This idea of striving to reach the ideal work-life balance is ever-present and, unfortunately, it is clearly apparent that the same is not demanded men. Luckily for them, and even more so for those that work long hours or that consciously decide to lead a career-oriented life, it is assumed that they will always strive to be the best at their work. They don’t consider the conundrum of whether they have properly balanced their work, family and other life choices.


In this way, the ambitions that women should have in life are perceived differently to those normally considered for men. Typically, men are expected to be career-driven and their role in the family (if they eventually decide to have one) is that of the provider, thus strengthening their ambition towards a higher paying job and greater leadership positions.
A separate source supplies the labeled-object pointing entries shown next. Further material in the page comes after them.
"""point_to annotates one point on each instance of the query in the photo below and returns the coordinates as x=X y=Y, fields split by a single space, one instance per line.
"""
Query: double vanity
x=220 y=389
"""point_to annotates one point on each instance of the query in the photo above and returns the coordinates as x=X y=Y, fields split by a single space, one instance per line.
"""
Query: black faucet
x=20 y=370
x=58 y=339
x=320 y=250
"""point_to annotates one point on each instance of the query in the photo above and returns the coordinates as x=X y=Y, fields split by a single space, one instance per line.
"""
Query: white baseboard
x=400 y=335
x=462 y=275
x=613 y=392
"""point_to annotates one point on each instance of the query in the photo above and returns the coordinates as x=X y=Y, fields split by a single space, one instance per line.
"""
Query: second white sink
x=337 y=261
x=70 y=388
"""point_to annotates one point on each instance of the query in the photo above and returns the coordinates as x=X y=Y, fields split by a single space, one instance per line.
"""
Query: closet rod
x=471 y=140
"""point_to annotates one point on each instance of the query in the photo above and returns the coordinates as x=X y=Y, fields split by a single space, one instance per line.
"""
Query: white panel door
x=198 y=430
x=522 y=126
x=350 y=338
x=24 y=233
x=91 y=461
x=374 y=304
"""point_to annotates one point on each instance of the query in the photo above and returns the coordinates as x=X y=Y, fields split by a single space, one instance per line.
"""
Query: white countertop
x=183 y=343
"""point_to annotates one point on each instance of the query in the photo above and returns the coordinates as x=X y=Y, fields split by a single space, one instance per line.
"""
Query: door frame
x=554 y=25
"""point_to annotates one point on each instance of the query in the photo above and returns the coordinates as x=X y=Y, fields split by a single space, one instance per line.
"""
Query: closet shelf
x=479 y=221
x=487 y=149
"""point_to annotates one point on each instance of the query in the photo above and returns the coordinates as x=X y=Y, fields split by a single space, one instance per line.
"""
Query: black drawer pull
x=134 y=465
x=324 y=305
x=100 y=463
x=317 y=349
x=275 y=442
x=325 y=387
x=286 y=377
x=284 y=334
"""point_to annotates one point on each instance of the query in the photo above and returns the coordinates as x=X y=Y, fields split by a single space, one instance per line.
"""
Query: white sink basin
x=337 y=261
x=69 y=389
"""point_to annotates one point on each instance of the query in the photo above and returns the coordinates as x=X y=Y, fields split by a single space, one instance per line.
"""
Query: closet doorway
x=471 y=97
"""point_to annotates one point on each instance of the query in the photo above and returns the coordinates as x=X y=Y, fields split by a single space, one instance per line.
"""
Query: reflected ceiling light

Leadership is normatively considered a trait in men, whereas occasionally when women display leadership, it still seems unnatural. Contrarily, a woman's ambition is assumed to be more dedicated to raising children – if a woman’s working life impedes her in any way of being a “good” mother, then she should always give it up to achieve that family greatness.


In this stereotypical scenario, the personal choices that women make should always take them towards having a family, even if that means compromising their career trajectory when the clash between work and family is no longer sustainable. Even more so, women are expected to have multiple roles within their communities, families, workplaces and to invest a great amount of energy and time in all of them. Thus, they can potentially experience a role overload, which causes an increase of stress, a decrease of wellbeing and a potential strain in their relationships with their partner, their children and other people close to them.


There’s a need to look at work and life outside of work not as balance, but as integration. Finding a balance is an impossible task, especially depending on what everyone actually prefers to do. By using the word “balance”, women are forced to define the important aspects of their lives through the lens of a scale, which is reduced to two sides in order to find the perfect stabilising point. It separates women into two distinct and opposing roles. Realistically, women are much more than these discrete roles into which they are automatically prescribed. When it is a one-size-fits-all, balance takes away women’s individual wants, needs, hopes and dreams.


Passion and drive are two qualities that have long been frowned upon in women, but we are slowly shifting away from this perspective. Perhaps what we want is not balance at all, but a way of integrating work, family life and life outside these two in the most suitable way for each individual. Women have realised that men have become aware of it as well (and some have even been supporting their respective partners in fulfilling their work goals), and companies are more and more attentive to the incredible value that having women in top leadership positions means for them.